Chromosome analysis is vital for diagnosing genetic disorders and guiding cancer therapy decisions through the identification of somatic clonal aberrations. However, developing an AI model are hindered by the overwhelming complexity and diversity of chromosomal abnormalities, requiring extensive annotation efforts, while automated methods remain task-specific and lack generalizability due to the scarcity of comprehensive datasets spanning diverse resource conditions. Here, we introduce CHROMA, a foundation model for cytogenomics, designed to overcome these challenges by learning generalizable representations of chromosomal abnormalities. Pre-trained on over 84,000 specimens (~4 million chromosomal images) via self-supervised learning, CHROMA outperforms other methods across all types of abnormalities, even when trained on fewer labelled data and more imbalanced datasets.

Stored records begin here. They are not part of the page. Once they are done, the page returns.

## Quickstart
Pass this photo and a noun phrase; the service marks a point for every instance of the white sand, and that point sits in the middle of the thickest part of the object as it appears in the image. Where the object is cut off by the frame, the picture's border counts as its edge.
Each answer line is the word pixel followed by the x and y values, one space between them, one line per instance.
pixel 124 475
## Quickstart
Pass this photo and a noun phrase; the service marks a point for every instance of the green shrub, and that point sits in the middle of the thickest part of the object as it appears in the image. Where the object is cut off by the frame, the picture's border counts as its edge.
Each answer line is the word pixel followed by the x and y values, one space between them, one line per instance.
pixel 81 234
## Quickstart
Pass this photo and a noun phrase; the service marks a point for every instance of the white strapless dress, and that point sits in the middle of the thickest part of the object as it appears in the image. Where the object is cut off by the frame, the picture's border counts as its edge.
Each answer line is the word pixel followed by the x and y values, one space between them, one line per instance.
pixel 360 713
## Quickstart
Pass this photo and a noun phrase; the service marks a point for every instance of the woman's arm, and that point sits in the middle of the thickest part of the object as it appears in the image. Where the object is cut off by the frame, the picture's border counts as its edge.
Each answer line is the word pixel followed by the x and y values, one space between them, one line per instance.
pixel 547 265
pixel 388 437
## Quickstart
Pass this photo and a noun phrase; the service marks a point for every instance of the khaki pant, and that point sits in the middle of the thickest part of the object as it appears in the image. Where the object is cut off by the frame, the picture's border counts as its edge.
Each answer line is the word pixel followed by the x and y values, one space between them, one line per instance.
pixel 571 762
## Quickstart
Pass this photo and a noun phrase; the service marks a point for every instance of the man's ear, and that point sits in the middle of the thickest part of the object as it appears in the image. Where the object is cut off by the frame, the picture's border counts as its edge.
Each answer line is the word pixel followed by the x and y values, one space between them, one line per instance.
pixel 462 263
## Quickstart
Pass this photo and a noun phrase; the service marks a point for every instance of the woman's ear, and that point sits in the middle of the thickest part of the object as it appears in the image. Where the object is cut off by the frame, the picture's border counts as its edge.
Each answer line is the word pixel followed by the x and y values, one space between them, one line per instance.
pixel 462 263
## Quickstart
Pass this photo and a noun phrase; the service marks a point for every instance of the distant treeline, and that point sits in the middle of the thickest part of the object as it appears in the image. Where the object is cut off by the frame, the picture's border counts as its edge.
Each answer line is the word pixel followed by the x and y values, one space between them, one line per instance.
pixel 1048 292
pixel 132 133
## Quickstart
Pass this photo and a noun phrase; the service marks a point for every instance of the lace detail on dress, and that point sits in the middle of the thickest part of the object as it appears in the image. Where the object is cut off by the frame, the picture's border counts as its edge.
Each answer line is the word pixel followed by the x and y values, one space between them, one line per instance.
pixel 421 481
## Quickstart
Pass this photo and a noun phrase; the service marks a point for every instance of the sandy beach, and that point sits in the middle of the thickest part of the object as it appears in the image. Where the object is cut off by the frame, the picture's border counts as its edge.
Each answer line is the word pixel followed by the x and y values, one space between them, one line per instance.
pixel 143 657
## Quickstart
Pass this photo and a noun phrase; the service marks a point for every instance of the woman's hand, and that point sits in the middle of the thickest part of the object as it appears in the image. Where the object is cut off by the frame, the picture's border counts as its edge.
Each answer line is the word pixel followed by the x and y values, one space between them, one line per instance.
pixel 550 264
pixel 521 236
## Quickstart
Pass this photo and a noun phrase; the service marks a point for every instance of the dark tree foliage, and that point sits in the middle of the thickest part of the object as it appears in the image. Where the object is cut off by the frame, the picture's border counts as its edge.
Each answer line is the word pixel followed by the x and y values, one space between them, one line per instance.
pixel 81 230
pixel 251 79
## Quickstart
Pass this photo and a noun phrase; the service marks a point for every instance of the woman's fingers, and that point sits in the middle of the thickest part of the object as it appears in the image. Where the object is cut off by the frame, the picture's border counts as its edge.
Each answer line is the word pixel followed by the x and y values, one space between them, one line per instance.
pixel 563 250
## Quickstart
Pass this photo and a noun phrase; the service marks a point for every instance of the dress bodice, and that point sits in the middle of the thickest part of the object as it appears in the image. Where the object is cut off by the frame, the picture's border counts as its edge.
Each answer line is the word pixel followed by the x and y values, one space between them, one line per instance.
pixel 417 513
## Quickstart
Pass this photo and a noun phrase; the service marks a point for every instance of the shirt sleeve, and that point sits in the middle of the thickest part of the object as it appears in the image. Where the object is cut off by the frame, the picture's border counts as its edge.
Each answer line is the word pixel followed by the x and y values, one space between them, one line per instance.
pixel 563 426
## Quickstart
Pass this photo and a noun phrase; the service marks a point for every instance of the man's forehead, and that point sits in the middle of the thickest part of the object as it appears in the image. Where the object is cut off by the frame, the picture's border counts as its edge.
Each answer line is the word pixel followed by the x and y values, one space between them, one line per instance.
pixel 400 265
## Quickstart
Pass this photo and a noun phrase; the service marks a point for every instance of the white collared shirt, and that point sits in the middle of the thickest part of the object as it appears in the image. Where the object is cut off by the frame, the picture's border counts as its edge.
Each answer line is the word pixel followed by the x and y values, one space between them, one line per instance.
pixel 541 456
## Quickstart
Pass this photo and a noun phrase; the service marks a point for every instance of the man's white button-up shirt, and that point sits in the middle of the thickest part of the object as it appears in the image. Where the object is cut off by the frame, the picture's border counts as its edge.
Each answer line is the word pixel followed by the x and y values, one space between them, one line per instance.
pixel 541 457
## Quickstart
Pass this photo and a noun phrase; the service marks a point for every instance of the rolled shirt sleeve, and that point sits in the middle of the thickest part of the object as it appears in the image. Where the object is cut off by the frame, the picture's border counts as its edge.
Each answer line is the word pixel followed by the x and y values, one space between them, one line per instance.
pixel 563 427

By facilitating comprehensive mapping of instability and clonal leisons across various aberration types, CHROMA offers a scalable and generalizable solution for reliable and automated clinical analysis, reducing the annotation workload for experts and advancing precision oncology through the early detection of rare genomic abnormalities, enabling broad clinical AI applications and making advanced genomic analysis more accessible.